Including those ICOs, there are now about 1,000 cryptocurrencies with a total market capitalization of around $170 billion, from bitcoin on down. Hundreds have fizzled, their value has evaporated, and trading activity has died. Whoever bought them has now become the end user of a useless digital token.
“Promoters [of ICOs] are perpetuating a massive scam of the highest order on everyone,” Belfort told the FT, though he conceded that many promoters may not have “bad intentions.”
[H]e said the techniques employed by ICO salespeople appeared to be similar to the “pump and dump” tactics used by boiler-rooms: get supply, promote aggressively, leak a little into the market, stir interest — perhaps via celebrity endorsements — then sell the rest before the price collapses.
“Everyone and their grandmother wants to jump in right now,” he said. “I’m not saying there’s something wrong with the idea of cryptocurrencies, or even tulip bulbs. It’s the people who will then get involved and bastardize the idea.”
But cryptocurrencies is where volatility is, and traders yearn for volatility in an era when stock markets only go up but without volatility. They yearn for big price swings, and they get those in cryptocurrencies, when prices jump or plunge in the high single digits and occasionally in the double digits in a single day. And so Wall Street has discovered cryptocurrencies, according to the Financial Times:
Proprietary trading firms, which bet their own capital in markets from stocks to futures, are wading into bitcoin, ethereum, and other cryptocurrencies better known as a playground for small speculators and a haven for money-laundering.

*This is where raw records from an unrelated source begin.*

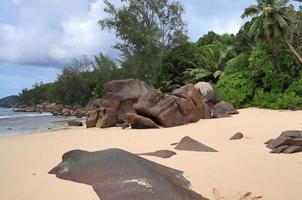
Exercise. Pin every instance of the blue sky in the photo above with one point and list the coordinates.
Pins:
(38, 36)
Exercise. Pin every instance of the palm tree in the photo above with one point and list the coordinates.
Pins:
(271, 21)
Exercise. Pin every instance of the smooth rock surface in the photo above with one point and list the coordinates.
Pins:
(115, 174)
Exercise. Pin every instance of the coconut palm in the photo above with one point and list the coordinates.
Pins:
(271, 22)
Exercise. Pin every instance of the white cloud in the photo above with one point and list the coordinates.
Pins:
(51, 33)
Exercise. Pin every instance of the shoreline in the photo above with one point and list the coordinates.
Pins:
(238, 166)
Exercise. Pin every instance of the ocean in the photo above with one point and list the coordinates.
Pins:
(15, 123)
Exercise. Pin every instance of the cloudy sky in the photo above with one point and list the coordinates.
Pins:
(38, 36)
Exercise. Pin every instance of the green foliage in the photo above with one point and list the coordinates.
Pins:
(277, 100)
(234, 85)
(147, 29)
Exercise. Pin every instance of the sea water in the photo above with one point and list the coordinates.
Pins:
(13, 123)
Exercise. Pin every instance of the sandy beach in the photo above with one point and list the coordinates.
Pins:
(239, 166)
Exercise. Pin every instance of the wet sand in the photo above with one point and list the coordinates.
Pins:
(238, 166)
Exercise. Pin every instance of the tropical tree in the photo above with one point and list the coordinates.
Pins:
(146, 29)
(271, 22)
(210, 63)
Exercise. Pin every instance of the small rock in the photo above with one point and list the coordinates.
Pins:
(293, 149)
(161, 153)
(74, 123)
(237, 136)
(189, 144)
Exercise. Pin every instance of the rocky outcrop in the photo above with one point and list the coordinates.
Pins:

DRW of Chicago, one of the world’s largest proprietary trading companies, has led the charge. About a dozen of its more than 800 employees buy and sell bitcoin at a subsidiary named Cumberland Mining, which was established in 2014.

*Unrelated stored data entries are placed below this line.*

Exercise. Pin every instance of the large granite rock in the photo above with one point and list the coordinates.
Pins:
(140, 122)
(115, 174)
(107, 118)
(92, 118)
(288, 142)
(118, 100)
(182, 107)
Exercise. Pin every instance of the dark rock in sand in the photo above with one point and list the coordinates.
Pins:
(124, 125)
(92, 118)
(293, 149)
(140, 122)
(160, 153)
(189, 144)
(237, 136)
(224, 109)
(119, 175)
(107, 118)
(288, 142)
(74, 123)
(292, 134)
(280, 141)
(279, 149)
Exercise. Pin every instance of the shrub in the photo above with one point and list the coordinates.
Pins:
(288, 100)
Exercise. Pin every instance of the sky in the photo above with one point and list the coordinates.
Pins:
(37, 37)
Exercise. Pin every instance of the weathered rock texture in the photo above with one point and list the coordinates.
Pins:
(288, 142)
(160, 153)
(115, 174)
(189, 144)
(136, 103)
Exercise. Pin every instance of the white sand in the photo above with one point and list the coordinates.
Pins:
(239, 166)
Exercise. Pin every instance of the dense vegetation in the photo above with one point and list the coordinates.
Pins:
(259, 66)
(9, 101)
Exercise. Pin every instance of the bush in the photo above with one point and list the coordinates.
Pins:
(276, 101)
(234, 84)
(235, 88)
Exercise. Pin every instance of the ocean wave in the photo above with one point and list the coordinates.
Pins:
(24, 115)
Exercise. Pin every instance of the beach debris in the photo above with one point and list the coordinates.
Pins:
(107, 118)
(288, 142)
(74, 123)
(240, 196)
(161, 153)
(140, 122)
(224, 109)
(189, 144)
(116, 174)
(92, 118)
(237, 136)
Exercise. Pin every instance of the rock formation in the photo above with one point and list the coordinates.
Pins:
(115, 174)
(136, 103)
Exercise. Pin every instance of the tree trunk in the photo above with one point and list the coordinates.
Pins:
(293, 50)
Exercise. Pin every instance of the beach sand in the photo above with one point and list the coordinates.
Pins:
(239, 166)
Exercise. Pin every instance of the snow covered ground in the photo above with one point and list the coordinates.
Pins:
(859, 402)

Other firms have followed, including Jump Trading, DV Trading and Hehmeyer Trading + Investments, according to industry executives.
“The volatility in asset classes is at all-time historic lows – everywhere except for cryptocurrencies; so there’s obviously a lot of interest in this space,” Garrett See, CEO of DV Chain – the cryptocurrency affiliate of DV Trading – told a trading industry conference in Chicago last week.
Proprietary trading firms have jumped in, amassing large inventories and making markets for hedge funds, family investment offices, and wealthy individuals, according to the FT:
Such firms are renowned as high-frequency traders, using computing firepower and telecommunications hardware to execute deals in millionths of a second. But in cryptocurrency, they are conducting many of their trades with tools such as email, Skype and phones.
“The flavor of the counterparties has definitely shifted pretty dramatically in the last year,” DRW CEO Don Wilson told the FT.
DRW has long-term holdings of cryptocurrencies, giving it stocks to be able sell to buyers. In March 2015, it bought 27,000 bitcoins that the US government had confiscated in a case involving a drug marketplace called Silk Road, according to a report by Coindesk. Worth $7.6 million at the time of the auction, the sum would now be valued at about $160 million.
And there are tantalizing tidbits, according to the FT:
Hehmeyer, led by a longtime Chicago futures executive Chris Hehmeyer, was advertising a job opening for a “crypto trade engineer” who has a “passion for cryptocurrencies and the role they play in global markets.”
“It is exploding,” Hehmeyer said. “It’s a rapidly growing set of instruments, unlike anything we have ever seen. There are risks but we are cautiously in.”
I, on the other hand, don’t remember ever having seen crazier times of more pandemic proportions than these, and this whole craze is another shining manifestation.